US 12,461,993 B2
Parameter utilization for language pre-training
Chen Xing, Palo Alto, CA (US); Wenhao Liu, Redwood City, CA (US); Chu Hong Hoi, Singapore (SG); Nitish Shirish Keskar, San Francisco, CA (US); and Caiming Xiong, Menlo Park, CA (US)
Assigned to Salesforce, Inc., San Francisco, CA (US)
Filed by Salesforce, Inc., San Francisco, CA (US)
Filed on Jun. 10, 2024, as Appl. No. 18/738,628.
Application 18/738,628 is a continuation of application No. 17/532,851, filed on Nov. 22, 2021, granted, now 12,072,955.
Claims priority of provisional application 63/194,141, filed on May 27, 2021.
Prior Publication US 2024/0330409 A1, Oct. 3, 2024
Int. Cl. G06F 18/21 (2023.01); G06F 18/214 (2023.01); G06F 40/00 (2020.01)

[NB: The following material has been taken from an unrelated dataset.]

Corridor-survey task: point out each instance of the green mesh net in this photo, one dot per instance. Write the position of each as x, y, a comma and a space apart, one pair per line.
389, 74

CPC G06F 18/2148 (2023.01) [G06F 18/2163 (2023.01); G06F 40/00 (2020.01)] 20 Claims
OG exemplary drawing
 
1. A method for training a neural network model, the method comprising:
dividing the neural network model stored in a memory into a held-out model and a main model;
during a first forward pass on the held-out model, determining, using a training dataset comprising words in a natural language, held-out model hidden states from attention heads of the held-out model;
determining, a first loss based on the first forward pass and a first backward pass on the held-out model;
during a second forward pass on the main model:
determining, using the training dataset, main model hidden states from attention heads of the main model;
concatenating the held-out model hidden states and the main model hidden states into concatenated hidden states; and
propagating the concatenated hidden states through a subset of layers of the main model, wherein the concatenated hidden states cause the main model to recognize language patterns different from the held-out model;
determining a second loss based on the second forward pass and a second backward pass on the main model;
updating parameters of the held-out model based on the first loss; and
updating parameters of the main model based on the second loss.